It’s early morning Thursday on the East Coast. Anticipation has been building all week to finally watch real golf shots at the 89th Masters Tournament. We’ve already gorged ourselves with endless hours of Live From on Golf Channel throughout the week. We’ve seen any number of guys getting dialed in at the tournament practice area, and maybe even peeked at the newly available driving range data present on Masters.com. Heck, we probably even begrudgingly watched some of the Par 3 Contest on Wednesday, just to get a mere morsel of competition at Augusta National Golf Club.
But now, on Thursday morning, when real meaningful golf is being played, our options to watch the action are limited. In fact, viewers will have to wait over seven hours after the first tee shot of this year’s Masters Tournament was hit before getting any sort of true soup-to-nuts coverage.
The main broadcast feed during the first and second rounds of the Masters doesn’t begin until 3 p.m. ET on ESPN. Until then, fans are forced to flip around between featured groups or select holes in order to get their fix.
That used to be the norm in early-round golf coverage, but not anymore.

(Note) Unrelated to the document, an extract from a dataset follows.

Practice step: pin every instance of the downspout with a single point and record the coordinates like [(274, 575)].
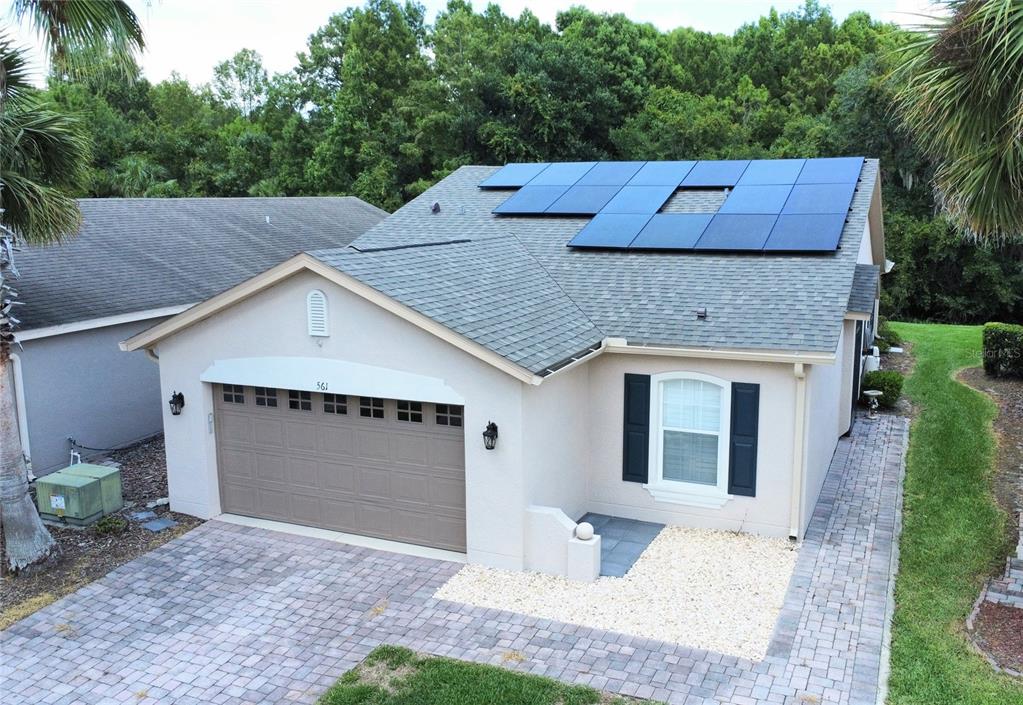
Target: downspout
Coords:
[(798, 456)]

These days, golf sickos are able to flip on PGA Tour Live, sometimes before 7 a.m. ET, every single week on Tour, and watch a main feed of the tournament action, no matter how prestigious the event. Want to watch early first round coverage of the Mexico Open? PGA Tour Live has you covered. Up early on Friday and want to watch the Cognizant Classic? Full coverage is available right at your fingertips.
But for golf’s most prestigious tournament of the year, when the most eyeballs are on the sport, fans are left struggling to figure out how to actually follow the action.
Get a load of this. The first grouping teed off at 7:40 a.m. ET on Thursday morning, with subsequent groups teeing off every 11 minutes after. But fans weren’t able to see a single golf shot from any of those groups’ first three holes. Coverage of holes 4, 5, and 6 began at 8:45 a.m. ET on ESPN+ and the Masters App. If fans wanted earlier coverage, they could’ve gotten about 15 minutes of it, with Masters on the Range beginning at 8:30 a.m. ET on the widely-available CBS Sports Network, but don’t expect any live golf shots from that show.
Featured group coverage picked up about an hour later with Collin Morikawa’s group at 9:47 a.m. ET. Of course, that coverage is only good if you want to follow just a select few golfers. If you want to know what’s happening on the rest of the course, good luck.
At 10:45 a.m. ET, Amen Corner coverage opens up. Then at 11:45 a.m. ET, fans can watch holes 15 and 16. God forbid fans are able to watch holes 1-3, 7-10, 14, or 17 and 18.
Why can’t we just have a main broadcast feed. One that hops around the course, regardless of what hole, and follows the most interesting stories, golfers, and golf shots? You know, like golf fans get every single week on the PGA Tour? Why is half the course off limits until 3 p.m. ET? It’s completely ridiculous, and a disservice to the sport’s most loyal viewers.
Golf fans are getting a convoluted and confusing viewing experience where it’s necessary to flip between several different feeds just to get an idea of what’s happening from a big picture perspective. Call me an entitled golf viewer, but that’s no way to live in the year 2025!
But this isn’t just about the golf nut, it’s about the casual fan who tunes into the sport once a year. How do we expect them to know how to navigate such a fragmented broadcast experience? It’s certainly no way to “grow the game.”
Simplify the experience. Offer a main broadcast feed in the mornings. It’s really not that difficult. You can still have the alternate feeds for viewers that want to follow a specific group, or watch Amen Corner coverage for an hour. But there’s no excuse for limiting viewers’ choices in this day and age.
It’s time for Augusta National Golf Club to get with the times.